The standard heat of formation of sodium ions in aqueous solution from the following data.
Heat of formation of $NaOH(aq)$ at ${25^ \circ }C = - 470.7kJ$
Heat of formation of $O{H^ - }(aq)$ at ${25^ \circ }C = - 228.8kJ$
A. -251.9kJ
B. 241.9kJ
C. -241.9kJ
D. 251.9kJ

Answer 1

Hint: Standard heat of formation is the amount of heat absorbed or evolved when one mole of a substance is formed from its constituent components. We are given standard heats of formation of Sodium hydroxide and Hydroxide ion. Sodium hydroxide decomposes into sodium ion and hydroxide ion.
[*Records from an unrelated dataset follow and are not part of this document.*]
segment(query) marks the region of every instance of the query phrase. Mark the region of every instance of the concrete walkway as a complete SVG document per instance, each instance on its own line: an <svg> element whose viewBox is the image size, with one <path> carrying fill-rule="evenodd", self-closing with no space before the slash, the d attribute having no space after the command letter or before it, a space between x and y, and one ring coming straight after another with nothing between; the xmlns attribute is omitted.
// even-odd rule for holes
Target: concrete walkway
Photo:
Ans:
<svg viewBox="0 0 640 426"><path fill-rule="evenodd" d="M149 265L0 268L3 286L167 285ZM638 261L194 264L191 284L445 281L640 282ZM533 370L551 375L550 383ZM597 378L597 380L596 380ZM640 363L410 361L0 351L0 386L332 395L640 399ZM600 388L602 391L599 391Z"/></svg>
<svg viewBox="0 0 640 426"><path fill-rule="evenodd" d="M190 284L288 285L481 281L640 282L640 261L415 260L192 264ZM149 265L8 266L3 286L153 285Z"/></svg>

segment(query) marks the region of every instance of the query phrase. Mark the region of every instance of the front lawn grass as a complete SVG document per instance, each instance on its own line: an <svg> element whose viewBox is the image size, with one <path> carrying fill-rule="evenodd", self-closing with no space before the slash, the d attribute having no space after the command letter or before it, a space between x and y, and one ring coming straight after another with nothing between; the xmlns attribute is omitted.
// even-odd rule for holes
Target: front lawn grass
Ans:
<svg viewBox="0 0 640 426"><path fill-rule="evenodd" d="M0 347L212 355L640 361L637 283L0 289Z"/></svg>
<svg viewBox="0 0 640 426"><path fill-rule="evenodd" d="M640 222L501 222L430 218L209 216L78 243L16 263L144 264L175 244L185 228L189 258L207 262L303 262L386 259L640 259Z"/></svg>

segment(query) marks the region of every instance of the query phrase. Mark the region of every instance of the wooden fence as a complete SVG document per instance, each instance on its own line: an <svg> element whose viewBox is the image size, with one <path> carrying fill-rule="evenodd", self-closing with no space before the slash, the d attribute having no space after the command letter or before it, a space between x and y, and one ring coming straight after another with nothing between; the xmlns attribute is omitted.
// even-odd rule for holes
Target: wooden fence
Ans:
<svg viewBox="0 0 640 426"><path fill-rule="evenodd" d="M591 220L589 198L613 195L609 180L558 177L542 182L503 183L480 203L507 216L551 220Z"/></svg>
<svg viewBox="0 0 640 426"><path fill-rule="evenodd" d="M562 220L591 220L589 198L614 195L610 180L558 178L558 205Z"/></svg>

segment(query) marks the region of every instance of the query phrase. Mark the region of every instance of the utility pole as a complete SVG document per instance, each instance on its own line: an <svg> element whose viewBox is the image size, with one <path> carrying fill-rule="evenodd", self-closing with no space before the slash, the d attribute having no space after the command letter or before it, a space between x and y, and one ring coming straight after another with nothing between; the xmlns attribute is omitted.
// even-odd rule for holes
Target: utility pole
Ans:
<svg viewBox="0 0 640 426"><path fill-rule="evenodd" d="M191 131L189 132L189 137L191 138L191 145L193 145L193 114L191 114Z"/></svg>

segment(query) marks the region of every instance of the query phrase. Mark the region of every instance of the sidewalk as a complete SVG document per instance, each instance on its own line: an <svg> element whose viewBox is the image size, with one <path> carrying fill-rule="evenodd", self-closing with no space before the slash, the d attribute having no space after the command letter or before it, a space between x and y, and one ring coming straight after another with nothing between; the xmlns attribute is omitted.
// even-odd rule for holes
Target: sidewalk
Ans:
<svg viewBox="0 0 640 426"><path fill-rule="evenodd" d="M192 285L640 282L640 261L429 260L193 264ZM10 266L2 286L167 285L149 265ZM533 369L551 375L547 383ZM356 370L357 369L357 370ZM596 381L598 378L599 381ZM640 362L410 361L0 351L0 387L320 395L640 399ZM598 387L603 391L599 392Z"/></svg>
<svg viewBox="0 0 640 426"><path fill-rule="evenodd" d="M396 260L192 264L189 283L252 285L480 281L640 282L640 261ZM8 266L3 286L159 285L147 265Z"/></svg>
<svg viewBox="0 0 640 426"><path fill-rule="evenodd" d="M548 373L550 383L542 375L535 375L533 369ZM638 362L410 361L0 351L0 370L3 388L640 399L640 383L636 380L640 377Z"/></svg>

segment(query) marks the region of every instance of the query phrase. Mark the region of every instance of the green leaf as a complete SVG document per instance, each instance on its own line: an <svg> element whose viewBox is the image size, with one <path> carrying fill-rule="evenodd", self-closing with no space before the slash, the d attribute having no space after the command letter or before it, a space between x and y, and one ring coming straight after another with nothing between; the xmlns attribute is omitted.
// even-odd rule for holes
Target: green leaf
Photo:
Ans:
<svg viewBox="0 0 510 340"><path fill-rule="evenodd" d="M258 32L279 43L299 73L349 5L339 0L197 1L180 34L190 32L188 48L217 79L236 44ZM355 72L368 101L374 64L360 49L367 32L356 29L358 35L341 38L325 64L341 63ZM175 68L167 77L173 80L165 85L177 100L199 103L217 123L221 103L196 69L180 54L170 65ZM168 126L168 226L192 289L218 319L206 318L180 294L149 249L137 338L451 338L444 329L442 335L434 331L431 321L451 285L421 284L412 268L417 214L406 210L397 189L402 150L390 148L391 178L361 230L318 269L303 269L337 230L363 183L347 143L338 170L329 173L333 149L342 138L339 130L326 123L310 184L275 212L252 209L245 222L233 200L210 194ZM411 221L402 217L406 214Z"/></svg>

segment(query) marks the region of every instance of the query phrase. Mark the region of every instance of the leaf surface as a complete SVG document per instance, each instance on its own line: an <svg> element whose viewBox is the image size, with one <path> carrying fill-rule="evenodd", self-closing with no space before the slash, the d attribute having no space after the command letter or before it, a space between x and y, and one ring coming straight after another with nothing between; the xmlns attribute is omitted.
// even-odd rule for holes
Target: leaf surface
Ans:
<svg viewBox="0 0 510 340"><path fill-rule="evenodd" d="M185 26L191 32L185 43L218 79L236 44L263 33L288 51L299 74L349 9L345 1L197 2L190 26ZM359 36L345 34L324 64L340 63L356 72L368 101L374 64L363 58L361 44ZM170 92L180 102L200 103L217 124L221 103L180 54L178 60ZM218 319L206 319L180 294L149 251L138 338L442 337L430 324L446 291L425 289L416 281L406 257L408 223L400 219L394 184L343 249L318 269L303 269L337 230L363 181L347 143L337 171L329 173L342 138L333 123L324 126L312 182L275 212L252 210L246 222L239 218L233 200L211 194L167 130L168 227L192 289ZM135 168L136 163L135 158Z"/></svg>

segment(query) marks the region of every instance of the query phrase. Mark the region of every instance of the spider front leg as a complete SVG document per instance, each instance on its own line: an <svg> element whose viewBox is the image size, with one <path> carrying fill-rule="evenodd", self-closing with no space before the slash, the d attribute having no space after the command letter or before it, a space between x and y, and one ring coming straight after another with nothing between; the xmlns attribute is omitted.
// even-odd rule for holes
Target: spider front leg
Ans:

To find the standard heat of formation of sodium ion subtract the heat of formation of Hydroxide ion from heat of formation of Sodium hydroxide.

Step by step answer: We are given the heats if formation of sodium hydroxide and hydroxide ions.
We have to use this information and find the heat of formation of Sodium ions.
Sodium hydroxide in aqueous solution decomposes into sodium ion and hydroxide ion.
$NaOH \to N{a^ + } + O{H^ - }$
The standard heat of formation of $NaOH$ is the sum of standard heat of formation of $N{a^ + }$ and standard heat of formation of $O{H^ - }$

$\Delta {H_{fNaOH}} = \Delta {H_{fN{a^ + }}} + \Delta {H_{fO{H^ - }}}$
Heat of formation of $NaOH(aq)$ at ${25^ \circ }C = - 470.7kJ$
Heat of formation of $O{H^ - }(aq)$ at ${25^ \circ }C = - 228.8kJ$

$
  \Delta {H_{fNaOH}} = \Delta {H_{fN{a^ + }}} + \Delta {H_{fO{H^ - }}} \\
   \to \Delta {H_{fN{a^ + }}} = \Delta {H_{fNaOH}} - \Delta {H_{fO{H^ - }}} \\
   \to \Delta {H_{fN{a^ + }}} = - 470.7 - \left( { - 228.8} \right) \\
   \to \Delta {H_{fN{a^ + }}} = - 470.7 + 228.8 \\
  \therefore \Delta {H_{fN{a^ + }}} = - 241.9kJ \\
$

Therefore, the standard heat of formation of sodium ions in aqueous solution is -241.9kJ.

The correct option is Option C, -241.9kJ.

Note: When the given heats of formations are negative, then the formation of the compound is exothermic which means energy is released and when it is positive, then the formation of the compound is endothermic which means it absorbs energy. In exothermic reactions, the amount of energy to break the bonds is less than the amount of energy that is released to make the bonds and in endothermic it is vice-versa.